Investigating metal‐responsive transcription factors like CueR provides key insights into bacterial physiology and pathogenesis, as well as potential targets for antimicrobial intervention [10, 11, 12]. These systems exemplify precise protein‐ligand specificity and dynamic regulation. A combination of biophysical techniques, including X‐ray crystallography, fluorescence resonance energy transfer (FRET), and cryo‐electron microscopy (cryo‐EM), and electrophoretic mobility shift assays (EMSA), has been used to probe the structure, binding affinities, and thermodynamics of these complexes [8, 9, 13, 14, 15, 16, 17, 18, 19, 20]. However, each method has its own advantages and limitations, which leave gaps in understanding the transcription mechanism. Electron paramagnetic resonance (EPR) spectroscopy has become a useful tool to shed light on complex biological reaction mechanisms. Its main advantages are that it can provide dynamical and conformational information on any biological system, without the limitation of protein size or the requirement for crystallization [21, 22, 23, 24, 25, 26, 27].
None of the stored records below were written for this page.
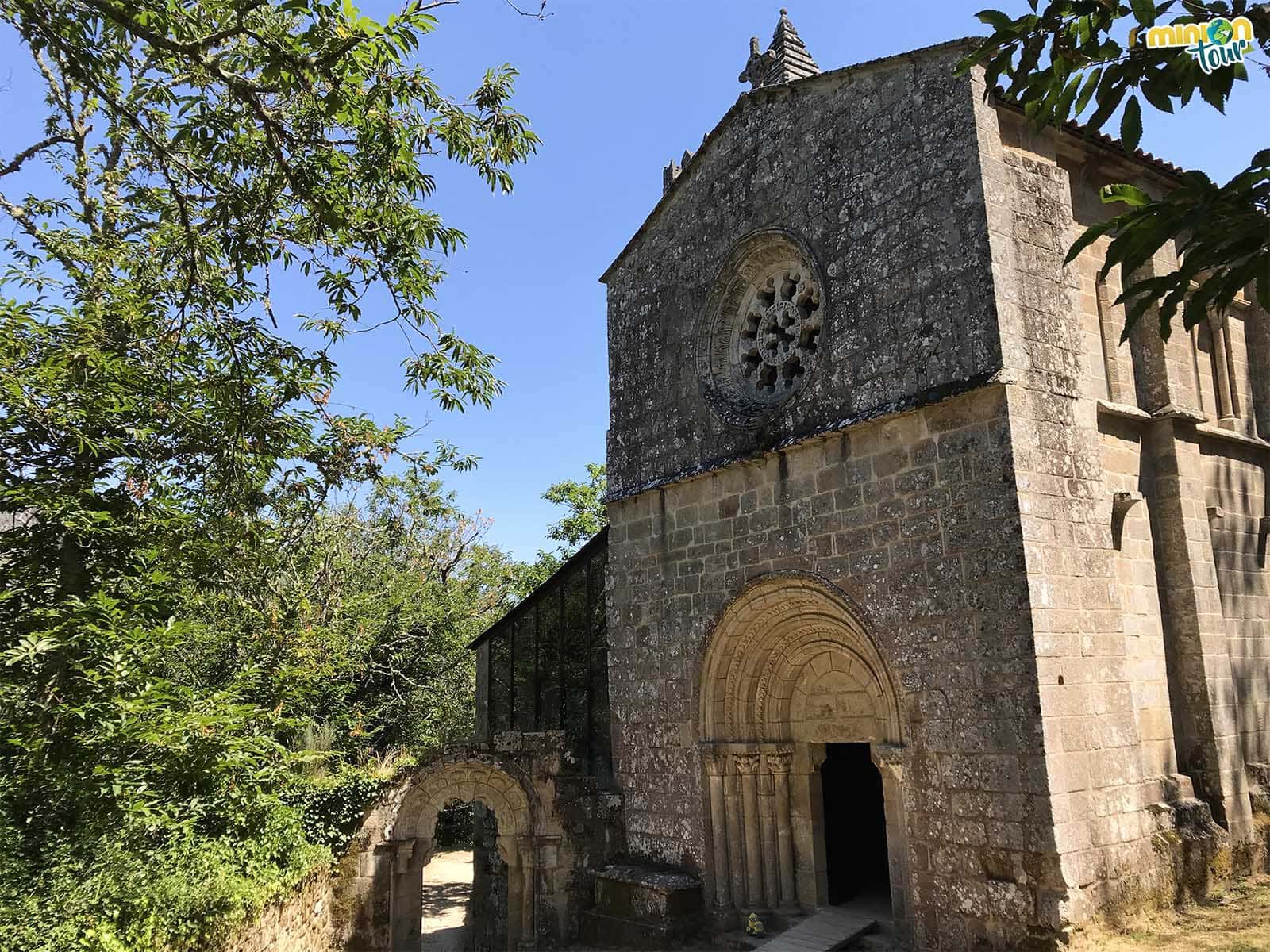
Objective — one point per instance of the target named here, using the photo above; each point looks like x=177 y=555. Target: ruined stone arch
x=397 y=841
x=464 y=781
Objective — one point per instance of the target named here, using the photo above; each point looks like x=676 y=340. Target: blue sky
x=616 y=89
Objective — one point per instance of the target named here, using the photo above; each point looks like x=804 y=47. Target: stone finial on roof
x=787 y=57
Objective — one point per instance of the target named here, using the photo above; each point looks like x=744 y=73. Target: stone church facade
x=889 y=495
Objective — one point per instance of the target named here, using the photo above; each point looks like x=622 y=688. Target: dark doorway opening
x=855 y=825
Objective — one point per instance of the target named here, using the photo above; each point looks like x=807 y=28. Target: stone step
x=822 y=932
x=643 y=907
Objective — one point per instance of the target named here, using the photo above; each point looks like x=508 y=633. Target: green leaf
x=1130 y=194
x=1130 y=125
x=1145 y=12
x=996 y=19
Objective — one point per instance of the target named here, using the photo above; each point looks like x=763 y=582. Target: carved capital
x=780 y=762
x=715 y=762
x=891 y=759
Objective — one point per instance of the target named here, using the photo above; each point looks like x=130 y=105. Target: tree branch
x=29 y=152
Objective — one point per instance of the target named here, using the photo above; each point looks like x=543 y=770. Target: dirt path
x=448 y=884
x=1235 y=920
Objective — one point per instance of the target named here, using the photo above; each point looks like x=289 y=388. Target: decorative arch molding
x=431 y=789
x=783 y=643
x=787 y=670
x=398 y=838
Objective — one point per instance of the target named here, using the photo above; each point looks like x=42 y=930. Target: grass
x=1233 y=920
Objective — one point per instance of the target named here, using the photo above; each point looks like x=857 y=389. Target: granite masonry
x=921 y=589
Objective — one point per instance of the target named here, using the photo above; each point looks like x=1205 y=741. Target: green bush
x=143 y=889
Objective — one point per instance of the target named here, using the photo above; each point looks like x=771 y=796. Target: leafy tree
x=365 y=622
x=164 y=444
x=1064 y=59
x=584 y=505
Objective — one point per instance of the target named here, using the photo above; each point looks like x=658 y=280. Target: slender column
x=1225 y=393
x=768 y=835
x=779 y=765
x=507 y=848
x=747 y=766
x=891 y=761
x=736 y=838
x=717 y=766
x=406 y=911
x=529 y=873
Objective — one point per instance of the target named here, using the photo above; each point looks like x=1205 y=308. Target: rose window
x=759 y=340
x=779 y=332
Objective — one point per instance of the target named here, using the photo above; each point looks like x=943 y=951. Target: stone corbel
x=891 y=759
x=402 y=857
x=508 y=852
x=1121 y=505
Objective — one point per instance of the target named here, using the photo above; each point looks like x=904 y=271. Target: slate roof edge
x=1102 y=140
x=1081 y=131
x=967 y=42
x=588 y=549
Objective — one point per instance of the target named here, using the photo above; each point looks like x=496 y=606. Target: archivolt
x=464 y=781
x=779 y=647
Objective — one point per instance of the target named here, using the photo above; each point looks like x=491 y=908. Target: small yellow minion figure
x=755 y=926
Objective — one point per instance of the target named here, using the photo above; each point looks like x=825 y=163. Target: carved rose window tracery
x=757 y=343
x=779 y=332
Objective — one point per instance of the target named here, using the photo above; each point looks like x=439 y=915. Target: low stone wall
x=298 y=922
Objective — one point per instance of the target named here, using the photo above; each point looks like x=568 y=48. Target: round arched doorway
x=410 y=837
x=791 y=681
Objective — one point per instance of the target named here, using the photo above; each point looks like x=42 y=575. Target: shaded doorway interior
x=465 y=886
x=855 y=829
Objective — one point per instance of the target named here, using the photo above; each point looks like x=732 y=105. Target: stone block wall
x=300 y=922
x=1236 y=478
x=1123 y=600
x=876 y=169
x=916 y=520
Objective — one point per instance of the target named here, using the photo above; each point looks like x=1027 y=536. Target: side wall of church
x=876 y=171
x=916 y=520
x=1145 y=606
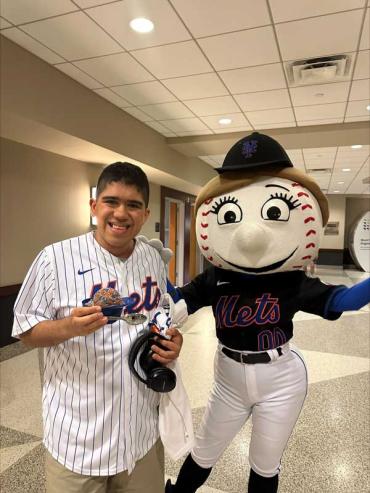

Using EPR, we investigated the dynamic conformational states of E. coli CueR during transcriptional regulation [28, 29, 30, 31, 32, 33]. Our results reveal five distinct functional states: (1) apo (metal‐free), (2) holo (metal‐bound), (3) repressed (DNA‐bound), and two active forms: (4) a transcriptionally active state with one Cu(I) per monomer, and (5) a transcriptionally inactive “dead‐end” state with two Cu(I) ions per monomer. Notably, only the singly bound active form leads to transcription. Furthermore, through a newly developed DNA spin‐labeling method, we demonstrated that DNA bending can occur independently of metal ions, though Cu(I) facilitates this process, providing insights into the metal's role in transcription initiation [34].
Building on these findings, we extended our study to P. aeruginosa CueR (PACueR), which lacks a resolved crystal structure but shares ≈47% sequence similarity with E. coli CueR (Figure 1A) [3, 8, 37]. While E. coli CueR regulates two genes (copA and cueO), PACueR is regulating the transcription of at least five genes copZ1, copZ2, mexPQ‐opmE (PA3521−3523), copA1 (PA3920), and PA3515−3519 [18, 38, 39], highlighting its expanded regulatory role and potential contribution to the bacterium's pathogenicity. Recently, we applied continuous wave (CW) EPR spectroscopy to monitor changes in protein dynamics upon Cu(I) binding and interaction with two distinct DNA promoters: copZ2 and mexPQ‐opmE [40]. This study used spin‐labeling at the protein itself and showed differences in EPR spectra between these two promoter complexes, suggesting differential DNA‐protein interactions that may underlie promoter‐specific transcriptional outcomes.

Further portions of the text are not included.